Этого личного одолжения он ей не сделал и усов не сбрил, но вместо этого, чтобы не злить ее продолжительной церемонией, обнаружил вдруг из ряда вон выходящее проворство во всех движениях, в одно мгновение завершил второй тур и побежал в дом, чтобы ополоснуть лицо от мыла и освежить его туалетной водою после бритья.
— Я уже позабыла твои резкие переходы, — сказала она, с нескрываемым наслаждением следя взглядом за каждым его движением. — Я уже позабыла, что ты забавный, как Муфтий.
Муфтий был ее охотничьим псом, и действительно, этот резкий переход напомнил то, как он, неподвижно растянувшись и нежась на солнышке, совершенно внезапно, без всякого промежуточного этапа, взвивается и одним прыжком перепрыгивает через ограду. От послеполуденной дремы Гавриэль был способен взвиться, чтобы записать два-три слова на пачке сигарет, и ухватив таким образом идею за хвост и запрягши ее в сбрую слов, вернуться на свое ложе и задремать с той же внезапностью, как и проснулся, без ужасных мук пробуждения от ночного сна. Выражение его лица после пробуждения от дневного сна также принципиально отличалось от его мрачного и злобного вида поутру, и можно было бы предположить, что причина различия заключается в легкости послеполуденного сна, являющегося, в сущности, не сном, а поверхностной дремой, если бы он не просыпался радостно и после того, как во сне начинал мерно похрапывать и было слышно, что он погружен в глубокий здоровый сон.

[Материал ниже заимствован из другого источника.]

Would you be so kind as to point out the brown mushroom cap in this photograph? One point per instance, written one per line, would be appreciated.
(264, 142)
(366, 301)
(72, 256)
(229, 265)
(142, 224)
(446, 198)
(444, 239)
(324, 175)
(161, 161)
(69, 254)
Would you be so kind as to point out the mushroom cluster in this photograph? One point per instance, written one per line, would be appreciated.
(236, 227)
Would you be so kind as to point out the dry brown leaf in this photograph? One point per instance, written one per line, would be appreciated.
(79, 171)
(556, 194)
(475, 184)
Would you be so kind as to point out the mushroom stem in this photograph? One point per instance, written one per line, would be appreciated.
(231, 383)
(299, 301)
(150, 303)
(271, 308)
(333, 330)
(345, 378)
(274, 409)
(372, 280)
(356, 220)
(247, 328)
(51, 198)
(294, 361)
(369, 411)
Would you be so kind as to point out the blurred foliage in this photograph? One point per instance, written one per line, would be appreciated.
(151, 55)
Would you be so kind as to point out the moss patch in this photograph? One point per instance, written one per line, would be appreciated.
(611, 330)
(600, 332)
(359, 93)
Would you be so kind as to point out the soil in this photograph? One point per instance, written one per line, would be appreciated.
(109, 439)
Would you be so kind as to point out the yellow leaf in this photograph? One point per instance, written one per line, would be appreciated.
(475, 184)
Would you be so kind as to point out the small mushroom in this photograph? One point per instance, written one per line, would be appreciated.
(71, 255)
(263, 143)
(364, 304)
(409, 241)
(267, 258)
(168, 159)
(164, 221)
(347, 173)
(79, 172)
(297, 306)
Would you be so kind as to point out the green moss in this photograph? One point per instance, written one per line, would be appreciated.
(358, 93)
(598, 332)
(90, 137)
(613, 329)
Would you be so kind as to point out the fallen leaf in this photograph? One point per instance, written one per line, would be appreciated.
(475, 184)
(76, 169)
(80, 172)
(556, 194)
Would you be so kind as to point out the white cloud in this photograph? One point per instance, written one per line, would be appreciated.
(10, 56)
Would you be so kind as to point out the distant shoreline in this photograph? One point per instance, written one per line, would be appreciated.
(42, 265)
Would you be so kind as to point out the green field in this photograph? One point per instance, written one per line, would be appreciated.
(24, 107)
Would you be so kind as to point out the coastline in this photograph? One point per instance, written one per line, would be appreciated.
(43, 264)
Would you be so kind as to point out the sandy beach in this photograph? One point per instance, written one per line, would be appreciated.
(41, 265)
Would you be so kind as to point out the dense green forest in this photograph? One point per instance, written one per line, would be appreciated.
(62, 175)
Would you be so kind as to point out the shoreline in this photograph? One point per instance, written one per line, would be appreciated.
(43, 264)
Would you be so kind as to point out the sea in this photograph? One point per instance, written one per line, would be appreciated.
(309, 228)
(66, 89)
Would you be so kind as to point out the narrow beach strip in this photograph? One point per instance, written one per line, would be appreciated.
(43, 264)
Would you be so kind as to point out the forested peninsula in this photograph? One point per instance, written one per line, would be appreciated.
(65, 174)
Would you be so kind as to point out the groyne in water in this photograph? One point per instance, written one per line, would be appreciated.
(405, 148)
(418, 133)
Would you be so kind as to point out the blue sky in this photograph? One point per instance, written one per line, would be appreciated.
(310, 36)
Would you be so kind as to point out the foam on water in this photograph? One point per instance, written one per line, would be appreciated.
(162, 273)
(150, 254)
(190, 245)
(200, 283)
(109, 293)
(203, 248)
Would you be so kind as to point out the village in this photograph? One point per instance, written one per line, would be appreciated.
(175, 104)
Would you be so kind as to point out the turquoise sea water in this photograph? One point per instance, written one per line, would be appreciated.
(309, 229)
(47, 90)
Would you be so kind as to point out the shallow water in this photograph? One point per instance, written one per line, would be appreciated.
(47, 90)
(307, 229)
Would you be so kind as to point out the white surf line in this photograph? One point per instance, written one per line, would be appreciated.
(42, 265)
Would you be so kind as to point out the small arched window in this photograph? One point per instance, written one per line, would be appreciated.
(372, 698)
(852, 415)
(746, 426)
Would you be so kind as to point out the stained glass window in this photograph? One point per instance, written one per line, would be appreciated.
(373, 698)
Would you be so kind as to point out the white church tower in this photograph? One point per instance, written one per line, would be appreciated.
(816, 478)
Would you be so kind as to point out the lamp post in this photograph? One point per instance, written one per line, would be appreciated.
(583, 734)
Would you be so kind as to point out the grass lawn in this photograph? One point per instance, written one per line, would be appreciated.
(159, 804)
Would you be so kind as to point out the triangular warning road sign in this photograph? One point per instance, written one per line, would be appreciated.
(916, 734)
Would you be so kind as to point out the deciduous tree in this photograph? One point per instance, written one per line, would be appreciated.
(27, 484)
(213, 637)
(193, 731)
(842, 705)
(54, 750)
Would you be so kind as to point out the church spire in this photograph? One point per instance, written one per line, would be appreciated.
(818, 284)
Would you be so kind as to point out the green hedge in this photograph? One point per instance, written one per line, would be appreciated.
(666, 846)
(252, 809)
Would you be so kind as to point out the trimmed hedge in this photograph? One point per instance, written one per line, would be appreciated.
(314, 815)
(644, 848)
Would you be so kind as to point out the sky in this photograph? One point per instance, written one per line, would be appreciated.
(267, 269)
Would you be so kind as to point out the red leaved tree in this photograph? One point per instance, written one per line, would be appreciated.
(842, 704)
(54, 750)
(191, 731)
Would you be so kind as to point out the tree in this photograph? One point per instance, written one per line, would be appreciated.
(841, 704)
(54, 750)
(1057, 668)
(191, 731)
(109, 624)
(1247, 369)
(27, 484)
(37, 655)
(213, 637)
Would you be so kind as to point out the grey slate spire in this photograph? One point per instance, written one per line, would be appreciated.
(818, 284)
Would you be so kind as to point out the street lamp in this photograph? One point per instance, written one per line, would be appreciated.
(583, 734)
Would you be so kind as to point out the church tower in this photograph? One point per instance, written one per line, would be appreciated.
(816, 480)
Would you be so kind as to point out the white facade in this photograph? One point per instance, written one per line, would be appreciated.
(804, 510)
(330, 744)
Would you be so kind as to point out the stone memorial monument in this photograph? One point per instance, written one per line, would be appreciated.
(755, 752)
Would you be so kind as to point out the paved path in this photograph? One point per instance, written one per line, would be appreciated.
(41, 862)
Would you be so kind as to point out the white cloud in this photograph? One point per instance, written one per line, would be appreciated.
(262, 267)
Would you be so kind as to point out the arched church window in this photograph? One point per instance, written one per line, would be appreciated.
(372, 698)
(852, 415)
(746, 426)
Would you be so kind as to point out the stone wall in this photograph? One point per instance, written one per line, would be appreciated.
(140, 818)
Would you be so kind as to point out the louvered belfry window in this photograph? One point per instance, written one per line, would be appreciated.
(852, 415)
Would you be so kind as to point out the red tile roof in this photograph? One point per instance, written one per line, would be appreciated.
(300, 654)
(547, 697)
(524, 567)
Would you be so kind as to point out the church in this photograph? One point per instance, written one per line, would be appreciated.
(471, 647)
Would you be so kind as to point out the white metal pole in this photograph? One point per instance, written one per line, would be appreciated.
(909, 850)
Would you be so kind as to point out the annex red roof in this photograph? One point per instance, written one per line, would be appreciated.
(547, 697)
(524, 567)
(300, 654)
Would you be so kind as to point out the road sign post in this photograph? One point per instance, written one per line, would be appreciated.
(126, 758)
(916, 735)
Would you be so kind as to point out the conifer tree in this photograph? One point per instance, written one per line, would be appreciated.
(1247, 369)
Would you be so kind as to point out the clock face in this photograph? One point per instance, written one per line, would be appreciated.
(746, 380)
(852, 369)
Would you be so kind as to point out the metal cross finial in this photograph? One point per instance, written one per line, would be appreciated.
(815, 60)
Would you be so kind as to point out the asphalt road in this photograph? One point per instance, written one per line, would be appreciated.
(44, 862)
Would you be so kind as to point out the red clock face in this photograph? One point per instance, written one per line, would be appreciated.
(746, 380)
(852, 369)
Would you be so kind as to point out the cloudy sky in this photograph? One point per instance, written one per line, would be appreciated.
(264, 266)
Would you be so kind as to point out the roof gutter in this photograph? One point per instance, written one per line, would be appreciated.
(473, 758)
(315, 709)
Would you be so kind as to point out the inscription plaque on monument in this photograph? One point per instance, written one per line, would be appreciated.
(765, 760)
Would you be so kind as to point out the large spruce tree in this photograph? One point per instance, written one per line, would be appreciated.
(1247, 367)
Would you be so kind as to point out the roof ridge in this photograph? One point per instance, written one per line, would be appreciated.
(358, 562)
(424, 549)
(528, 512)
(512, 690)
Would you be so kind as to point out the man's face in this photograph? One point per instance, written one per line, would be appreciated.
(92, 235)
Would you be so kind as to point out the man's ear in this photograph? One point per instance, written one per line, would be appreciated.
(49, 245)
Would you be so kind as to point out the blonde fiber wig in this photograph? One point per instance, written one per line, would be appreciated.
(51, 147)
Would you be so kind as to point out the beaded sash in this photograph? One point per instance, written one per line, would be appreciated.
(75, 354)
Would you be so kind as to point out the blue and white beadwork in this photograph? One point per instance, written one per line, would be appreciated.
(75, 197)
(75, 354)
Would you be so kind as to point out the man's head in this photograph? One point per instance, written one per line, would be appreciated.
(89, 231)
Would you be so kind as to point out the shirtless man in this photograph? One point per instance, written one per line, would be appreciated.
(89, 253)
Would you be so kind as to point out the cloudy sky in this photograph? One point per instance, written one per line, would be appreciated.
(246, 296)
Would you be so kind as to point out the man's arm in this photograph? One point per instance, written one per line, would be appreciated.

День отличался от утра еще и тем, что после полудня он укладывался не вдоль, а поперек, и в то лето, когда дни были приятными и не слишком жаркими и легкий ветерок проносился, озвучивая листья садовых деревьев внизу, он спал на кожаном диване снаружи, в тени второго этажа, на котором жили мы и который служил крышей для балкона во всю его ширину. Посередке кожаного дивана он прислонял к стене подушку и вытягивался навзничь именно поперек, положив голову на вдвое сложенную подушку, а скрещенные ноги — на железный стул, специально ради этого установленный перед диваном. Рядом с собой на диване он пристраивал пепельницу полированной меди и так лежал, следуя взглядом за дымом, который, клубясь, поднимался вверх, свивая ступени лестницы, чья вершина, тая, вплеталась в бездонные глубины ясного неба. Однажды, когда дым вот так, клубясь, поднимался к небу, он рассказал мне, что до сего дня Дауд ибн Махмуд в точности не знает, что случилось в решающий момент с его фуражкой. Когда проезжал Верховный комиссар, Орита была потрясена зрелищем щеночка, крошечного кутенка, который едва не попал под колеса мотоциклистов его эскорта. Она подхватила щенка и спрятала его в фуражку Махмуда, а когда движение прекратилось, передала его привратнику, вернувшему фуражку на подоконник заднего сиденья машины.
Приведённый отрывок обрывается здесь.